Apesar da minha longa carreira no mercado financeiro, mais os últimos três anos numa seguradora de crédito, eu passei um bom tempo do outro lado do balcão trabalhando na área financeira de empresas – primeiro num grande grupo industrial nacional e depois numa pequena subsidiaria de uma grande multinacional.
Sei, portanto, o quão desafiadora é a vida do homem de finanças de empresas no Brasil. Alguns exemplos que me vêm à mente: a tenebrosa gestão tributária, a incerteza das contas a pagar e a receber, seguros de todo tipo, gerenciamento do fluxo de caixa, relacionamento com acionistas (ou dono!), auditorias, enfim, a lista é longa.

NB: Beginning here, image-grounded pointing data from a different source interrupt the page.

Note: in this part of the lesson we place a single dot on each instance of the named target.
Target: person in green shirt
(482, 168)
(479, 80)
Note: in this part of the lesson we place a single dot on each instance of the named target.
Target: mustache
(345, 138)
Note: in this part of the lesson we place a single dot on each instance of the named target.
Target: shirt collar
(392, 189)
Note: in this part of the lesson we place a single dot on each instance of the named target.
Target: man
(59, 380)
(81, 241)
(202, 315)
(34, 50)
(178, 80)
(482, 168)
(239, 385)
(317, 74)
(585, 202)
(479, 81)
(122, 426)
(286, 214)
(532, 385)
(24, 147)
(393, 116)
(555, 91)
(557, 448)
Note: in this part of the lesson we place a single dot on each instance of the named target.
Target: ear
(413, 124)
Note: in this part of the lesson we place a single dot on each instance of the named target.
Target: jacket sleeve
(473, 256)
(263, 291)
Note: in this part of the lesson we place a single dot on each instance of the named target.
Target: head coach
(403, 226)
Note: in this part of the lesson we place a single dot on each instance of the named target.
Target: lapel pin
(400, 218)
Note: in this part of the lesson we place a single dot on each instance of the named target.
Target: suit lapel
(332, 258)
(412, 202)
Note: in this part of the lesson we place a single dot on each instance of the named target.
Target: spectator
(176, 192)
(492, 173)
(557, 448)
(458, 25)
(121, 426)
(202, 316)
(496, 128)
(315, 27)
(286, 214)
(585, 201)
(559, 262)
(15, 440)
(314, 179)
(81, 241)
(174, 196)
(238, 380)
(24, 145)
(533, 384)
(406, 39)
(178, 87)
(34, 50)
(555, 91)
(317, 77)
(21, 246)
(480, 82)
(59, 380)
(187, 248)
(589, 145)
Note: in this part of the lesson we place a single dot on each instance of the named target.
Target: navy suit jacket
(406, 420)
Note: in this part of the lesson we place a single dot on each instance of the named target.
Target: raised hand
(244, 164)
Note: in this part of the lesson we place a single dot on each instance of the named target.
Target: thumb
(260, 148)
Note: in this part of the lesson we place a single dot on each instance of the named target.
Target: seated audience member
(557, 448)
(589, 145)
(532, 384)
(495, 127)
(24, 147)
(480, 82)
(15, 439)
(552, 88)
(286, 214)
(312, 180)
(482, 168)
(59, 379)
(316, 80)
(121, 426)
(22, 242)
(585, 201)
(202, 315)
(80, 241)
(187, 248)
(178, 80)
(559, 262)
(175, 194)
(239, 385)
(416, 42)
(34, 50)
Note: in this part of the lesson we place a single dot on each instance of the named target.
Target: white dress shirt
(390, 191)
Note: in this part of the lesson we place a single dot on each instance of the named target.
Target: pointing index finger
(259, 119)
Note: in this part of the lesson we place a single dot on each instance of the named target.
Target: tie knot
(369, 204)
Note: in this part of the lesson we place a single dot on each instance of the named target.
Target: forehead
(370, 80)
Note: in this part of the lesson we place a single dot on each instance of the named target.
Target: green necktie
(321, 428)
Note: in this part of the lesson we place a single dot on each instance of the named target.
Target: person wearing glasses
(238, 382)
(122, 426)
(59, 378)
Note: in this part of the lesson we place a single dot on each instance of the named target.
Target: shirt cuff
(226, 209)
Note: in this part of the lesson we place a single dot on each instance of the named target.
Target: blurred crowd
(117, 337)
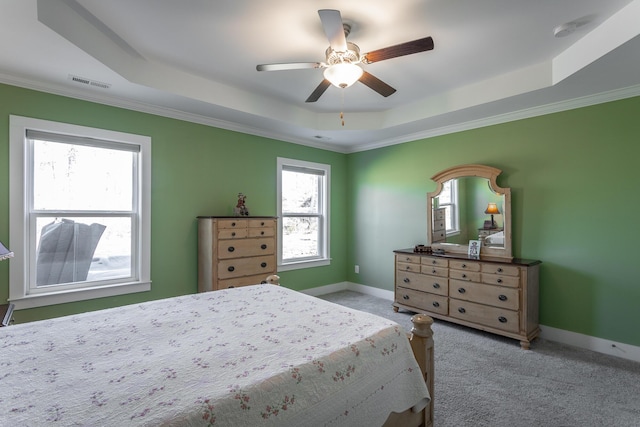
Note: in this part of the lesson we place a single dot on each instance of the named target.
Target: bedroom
(568, 171)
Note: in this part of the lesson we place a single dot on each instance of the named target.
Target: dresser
(235, 251)
(500, 297)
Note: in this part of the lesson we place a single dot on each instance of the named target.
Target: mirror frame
(481, 171)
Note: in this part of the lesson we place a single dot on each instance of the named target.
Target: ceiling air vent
(89, 82)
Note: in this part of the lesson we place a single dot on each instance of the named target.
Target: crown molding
(112, 101)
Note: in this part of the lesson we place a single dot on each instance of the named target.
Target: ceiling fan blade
(401, 49)
(376, 84)
(288, 66)
(317, 93)
(332, 24)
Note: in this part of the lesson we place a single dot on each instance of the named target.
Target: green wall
(575, 203)
(196, 170)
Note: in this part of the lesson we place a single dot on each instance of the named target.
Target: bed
(249, 356)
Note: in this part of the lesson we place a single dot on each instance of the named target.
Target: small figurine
(241, 209)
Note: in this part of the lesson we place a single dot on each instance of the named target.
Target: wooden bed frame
(421, 338)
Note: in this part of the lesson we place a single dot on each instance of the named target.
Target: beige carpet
(486, 380)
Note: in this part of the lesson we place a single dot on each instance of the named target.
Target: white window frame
(454, 206)
(22, 266)
(324, 220)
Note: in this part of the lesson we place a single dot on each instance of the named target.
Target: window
(303, 209)
(448, 199)
(79, 212)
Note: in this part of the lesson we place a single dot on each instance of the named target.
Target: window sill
(304, 264)
(53, 298)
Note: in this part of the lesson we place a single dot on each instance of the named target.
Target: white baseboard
(600, 345)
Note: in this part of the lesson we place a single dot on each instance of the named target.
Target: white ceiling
(493, 61)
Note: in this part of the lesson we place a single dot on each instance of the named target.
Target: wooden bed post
(422, 344)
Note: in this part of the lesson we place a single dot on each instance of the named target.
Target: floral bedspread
(251, 356)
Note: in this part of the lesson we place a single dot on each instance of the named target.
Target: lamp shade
(343, 74)
(4, 252)
(492, 209)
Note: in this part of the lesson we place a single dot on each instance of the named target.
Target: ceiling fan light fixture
(343, 74)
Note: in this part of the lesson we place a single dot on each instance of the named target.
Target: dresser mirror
(468, 204)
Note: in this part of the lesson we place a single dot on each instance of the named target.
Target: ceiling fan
(342, 58)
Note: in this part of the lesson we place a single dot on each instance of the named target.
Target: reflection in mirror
(469, 205)
(465, 201)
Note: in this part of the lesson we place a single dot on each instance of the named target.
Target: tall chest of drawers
(495, 296)
(235, 251)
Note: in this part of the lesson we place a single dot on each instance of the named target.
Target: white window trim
(325, 257)
(18, 214)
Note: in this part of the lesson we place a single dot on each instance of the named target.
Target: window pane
(300, 237)
(300, 192)
(81, 177)
(445, 194)
(82, 249)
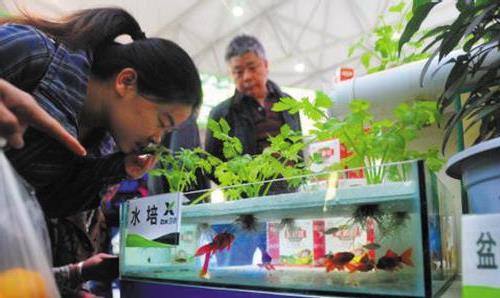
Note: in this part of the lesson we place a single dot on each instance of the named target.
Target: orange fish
(364, 264)
(391, 261)
(338, 261)
(220, 241)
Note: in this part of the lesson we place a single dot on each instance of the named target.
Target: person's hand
(137, 166)
(102, 267)
(18, 110)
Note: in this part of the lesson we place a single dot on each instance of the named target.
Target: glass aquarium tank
(334, 235)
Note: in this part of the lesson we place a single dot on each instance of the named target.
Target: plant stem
(201, 198)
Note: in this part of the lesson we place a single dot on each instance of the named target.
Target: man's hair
(243, 44)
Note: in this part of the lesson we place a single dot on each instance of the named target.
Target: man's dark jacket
(237, 112)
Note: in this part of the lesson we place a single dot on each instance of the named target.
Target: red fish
(364, 264)
(391, 261)
(220, 241)
(338, 261)
(266, 262)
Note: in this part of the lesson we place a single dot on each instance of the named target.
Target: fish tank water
(334, 235)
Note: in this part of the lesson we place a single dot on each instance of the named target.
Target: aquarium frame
(286, 292)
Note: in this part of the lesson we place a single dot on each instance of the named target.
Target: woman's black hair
(166, 73)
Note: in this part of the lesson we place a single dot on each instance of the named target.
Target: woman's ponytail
(86, 29)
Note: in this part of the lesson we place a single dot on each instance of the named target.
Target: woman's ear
(126, 81)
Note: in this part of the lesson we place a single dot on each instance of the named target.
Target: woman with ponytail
(95, 88)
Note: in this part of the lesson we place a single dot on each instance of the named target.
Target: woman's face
(142, 121)
(135, 120)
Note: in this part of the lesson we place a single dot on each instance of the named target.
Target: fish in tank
(370, 240)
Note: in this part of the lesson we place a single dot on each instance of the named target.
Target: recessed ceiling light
(238, 11)
(299, 67)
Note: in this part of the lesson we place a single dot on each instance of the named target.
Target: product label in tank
(156, 218)
(481, 254)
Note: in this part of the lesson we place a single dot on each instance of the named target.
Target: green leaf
(322, 100)
(398, 7)
(365, 59)
(421, 10)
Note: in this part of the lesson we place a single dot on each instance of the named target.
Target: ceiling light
(238, 11)
(299, 67)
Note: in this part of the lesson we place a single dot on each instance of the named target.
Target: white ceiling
(316, 33)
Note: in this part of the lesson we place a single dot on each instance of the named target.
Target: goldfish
(220, 241)
(266, 262)
(338, 261)
(361, 263)
(371, 246)
(391, 261)
(334, 230)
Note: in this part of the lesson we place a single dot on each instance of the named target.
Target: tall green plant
(281, 159)
(371, 142)
(477, 31)
(382, 52)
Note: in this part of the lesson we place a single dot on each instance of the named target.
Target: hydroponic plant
(379, 50)
(372, 143)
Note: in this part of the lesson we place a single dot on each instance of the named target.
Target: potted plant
(477, 32)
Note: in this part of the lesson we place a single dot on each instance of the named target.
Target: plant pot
(479, 169)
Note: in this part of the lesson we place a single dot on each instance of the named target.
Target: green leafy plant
(373, 143)
(477, 31)
(180, 168)
(281, 159)
(382, 53)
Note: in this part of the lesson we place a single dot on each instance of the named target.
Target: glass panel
(335, 234)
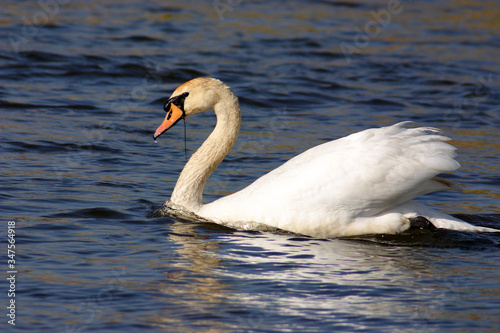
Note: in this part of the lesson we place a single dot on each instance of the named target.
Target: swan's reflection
(231, 280)
(196, 290)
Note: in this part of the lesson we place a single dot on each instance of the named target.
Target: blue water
(82, 86)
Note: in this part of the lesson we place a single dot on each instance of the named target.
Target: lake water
(82, 87)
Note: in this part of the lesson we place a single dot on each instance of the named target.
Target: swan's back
(362, 175)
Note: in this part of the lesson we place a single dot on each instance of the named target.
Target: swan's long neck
(188, 191)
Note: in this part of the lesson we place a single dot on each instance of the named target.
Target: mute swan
(360, 184)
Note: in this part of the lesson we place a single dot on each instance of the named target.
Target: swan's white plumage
(360, 184)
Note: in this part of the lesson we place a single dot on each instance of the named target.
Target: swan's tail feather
(441, 220)
(452, 224)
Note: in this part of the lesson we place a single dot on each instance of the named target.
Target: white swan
(360, 184)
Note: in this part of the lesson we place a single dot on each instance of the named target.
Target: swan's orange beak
(174, 114)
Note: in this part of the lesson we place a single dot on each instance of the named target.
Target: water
(82, 86)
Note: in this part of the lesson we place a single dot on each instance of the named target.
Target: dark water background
(82, 85)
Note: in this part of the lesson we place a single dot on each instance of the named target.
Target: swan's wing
(360, 175)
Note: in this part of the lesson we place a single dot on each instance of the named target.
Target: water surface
(82, 86)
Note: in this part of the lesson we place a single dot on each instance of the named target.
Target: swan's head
(190, 98)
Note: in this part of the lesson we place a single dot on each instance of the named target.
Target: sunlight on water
(82, 86)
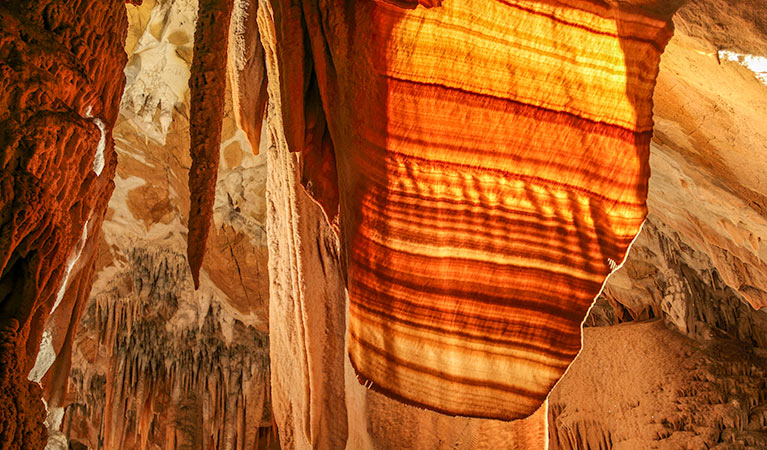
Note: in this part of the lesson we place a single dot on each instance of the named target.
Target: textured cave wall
(680, 330)
(156, 363)
(316, 398)
(686, 373)
(61, 78)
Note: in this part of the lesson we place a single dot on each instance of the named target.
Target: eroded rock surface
(157, 364)
(693, 376)
(60, 82)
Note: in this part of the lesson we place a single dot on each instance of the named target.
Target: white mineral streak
(98, 160)
(157, 73)
(45, 357)
(70, 264)
(756, 64)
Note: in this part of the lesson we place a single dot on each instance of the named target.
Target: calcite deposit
(61, 78)
(395, 254)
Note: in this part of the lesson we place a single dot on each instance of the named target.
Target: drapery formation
(492, 167)
(61, 77)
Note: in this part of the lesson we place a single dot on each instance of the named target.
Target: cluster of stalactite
(60, 82)
(164, 375)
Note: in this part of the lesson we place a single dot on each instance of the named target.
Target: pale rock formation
(155, 363)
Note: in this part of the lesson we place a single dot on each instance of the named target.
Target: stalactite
(207, 84)
(60, 82)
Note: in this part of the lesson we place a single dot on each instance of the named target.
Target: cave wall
(686, 371)
(156, 363)
(60, 88)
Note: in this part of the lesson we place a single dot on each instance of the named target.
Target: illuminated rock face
(156, 363)
(485, 193)
(60, 88)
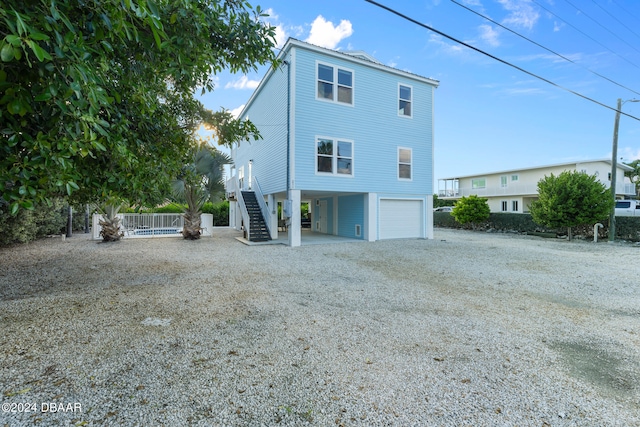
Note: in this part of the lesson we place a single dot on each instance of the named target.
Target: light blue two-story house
(345, 133)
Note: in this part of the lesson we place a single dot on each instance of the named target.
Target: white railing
(151, 224)
(628, 189)
(243, 208)
(263, 205)
(231, 187)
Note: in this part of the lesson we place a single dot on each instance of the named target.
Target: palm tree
(110, 223)
(200, 180)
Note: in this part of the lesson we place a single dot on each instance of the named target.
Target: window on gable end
(345, 86)
(334, 84)
(404, 163)
(325, 82)
(405, 100)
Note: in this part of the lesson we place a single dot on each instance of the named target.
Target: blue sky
(488, 115)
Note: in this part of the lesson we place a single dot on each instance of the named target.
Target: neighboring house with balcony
(514, 190)
(345, 133)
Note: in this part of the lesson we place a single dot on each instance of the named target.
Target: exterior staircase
(258, 231)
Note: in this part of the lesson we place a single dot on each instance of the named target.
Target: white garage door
(400, 218)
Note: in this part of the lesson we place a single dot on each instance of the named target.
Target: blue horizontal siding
(268, 111)
(372, 123)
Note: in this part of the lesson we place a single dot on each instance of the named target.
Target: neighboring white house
(345, 133)
(514, 190)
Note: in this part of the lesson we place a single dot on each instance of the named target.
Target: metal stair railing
(243, 209)
(264, 209)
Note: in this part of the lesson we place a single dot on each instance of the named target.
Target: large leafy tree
(97, 96)
(569, 199)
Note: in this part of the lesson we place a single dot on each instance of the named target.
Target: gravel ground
(468, 329)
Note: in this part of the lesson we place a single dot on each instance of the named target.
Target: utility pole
(614, 170)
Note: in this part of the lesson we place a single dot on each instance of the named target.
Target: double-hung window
(477, 183)
(405, 100)
(334, 84)
(334, 156)
(404, 163)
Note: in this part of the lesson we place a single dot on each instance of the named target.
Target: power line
(585, 34)
(543, 47)
(611, 32)
(611, 15)
(395, 12)
(626, 11)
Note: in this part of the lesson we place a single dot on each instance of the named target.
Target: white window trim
(335, 84)
(477, 179)
(410, 164)
(334, 157)
(400, 99)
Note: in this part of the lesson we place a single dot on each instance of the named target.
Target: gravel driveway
(468, 329)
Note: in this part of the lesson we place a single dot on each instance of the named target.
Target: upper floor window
(405, 100)
(404, 163)
(335, 84)
(478, 183)
(334, 156)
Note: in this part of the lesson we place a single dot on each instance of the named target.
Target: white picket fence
(152, 225)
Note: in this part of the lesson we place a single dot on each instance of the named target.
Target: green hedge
(627, 228)
(27, 226)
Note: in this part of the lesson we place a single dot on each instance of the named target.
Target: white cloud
(281, 36)
(629, 153)
(323, 33)
(236, 111)
(521, 13)
(489, 35)
(242, 83)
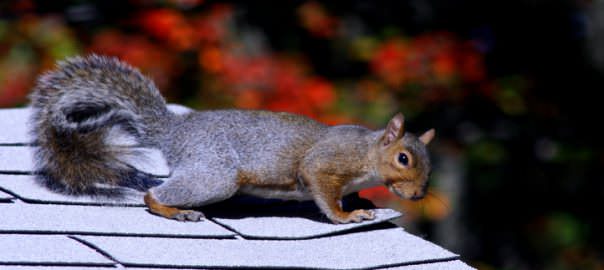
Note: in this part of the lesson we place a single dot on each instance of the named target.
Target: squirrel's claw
(355, 216)
(188, 215)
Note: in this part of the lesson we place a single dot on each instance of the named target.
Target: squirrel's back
(78, 109)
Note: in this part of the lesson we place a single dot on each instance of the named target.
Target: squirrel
(89, 112)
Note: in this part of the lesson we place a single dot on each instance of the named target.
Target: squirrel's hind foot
(170, 212)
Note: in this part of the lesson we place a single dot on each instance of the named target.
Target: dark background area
(510, 86)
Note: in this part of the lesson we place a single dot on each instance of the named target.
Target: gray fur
(91, 113)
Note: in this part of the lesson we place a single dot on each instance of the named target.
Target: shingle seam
(96, 249)
(236, 234)
(112, 234)
(369, 227)
(56, 264)
(421, 262)
(168, 266)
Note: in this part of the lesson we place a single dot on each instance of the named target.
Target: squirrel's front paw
(354, 216)
(188, 215)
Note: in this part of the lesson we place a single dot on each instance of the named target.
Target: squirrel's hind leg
(171, 212)
(191, 187)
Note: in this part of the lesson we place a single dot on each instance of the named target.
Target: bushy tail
(88, 113)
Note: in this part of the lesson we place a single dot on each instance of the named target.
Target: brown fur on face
(406, 181)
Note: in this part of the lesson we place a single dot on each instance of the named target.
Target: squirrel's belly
(275, 193)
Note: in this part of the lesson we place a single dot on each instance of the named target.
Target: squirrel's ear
(427, 136)
(394, 130)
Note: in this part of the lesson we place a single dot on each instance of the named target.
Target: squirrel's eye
(403, 159)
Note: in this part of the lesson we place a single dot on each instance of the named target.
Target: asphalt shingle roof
(40, 229)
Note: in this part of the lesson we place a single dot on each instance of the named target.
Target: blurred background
(510, 87)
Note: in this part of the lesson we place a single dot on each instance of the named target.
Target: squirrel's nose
(417, 196)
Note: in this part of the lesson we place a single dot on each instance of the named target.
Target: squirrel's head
(402, 159)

E, na maioria dos casos, ainda tem de lidar com os bancos credores.
Agora pergunto, qual é a parcela de atenção que você, CFO, dá para cada um dos temas acima elencados? Pensou? Pois bem, agora eu provoco: aposto que a maioria de vocês dedica um tempo abaixo do necessário para o relacionamento com os vossos bancos.
Mas eu não vos culpo. Afinal, banco é tudo igual. Quer dizer, são chatos e na Hora H, quando você mais precisa de dinheiro, prazo, custo baixo, etc., eles não comparecem...
Pois é isto que eu escuto há séculos, da imensa maioria dos interlocutores empresariais com que me relaciono, seja no dia-a-dia do trabalho ou nas palestras “evangelizadoras” que faço por este Brasil endividado.
E é por conta desta atitude de pouca – ou ineficaz – aproximação com os bancos que a IMENSA maioria das empresas brasileiras pagas várias SELIC’s por ano, i.e. taxas de 30%, 40%, 50% a.a.!
Conforme demonstrei lá em cima, a diversidade de temas a serem tratados pelo CFO é imensa – e todas são fundamentais para o sucesso da companhia. Só que algumas delas são operacionais e, mesmo que envolvam situações emergenciais, a sua rotina não apresenta redução efetiva de custos para a empresa.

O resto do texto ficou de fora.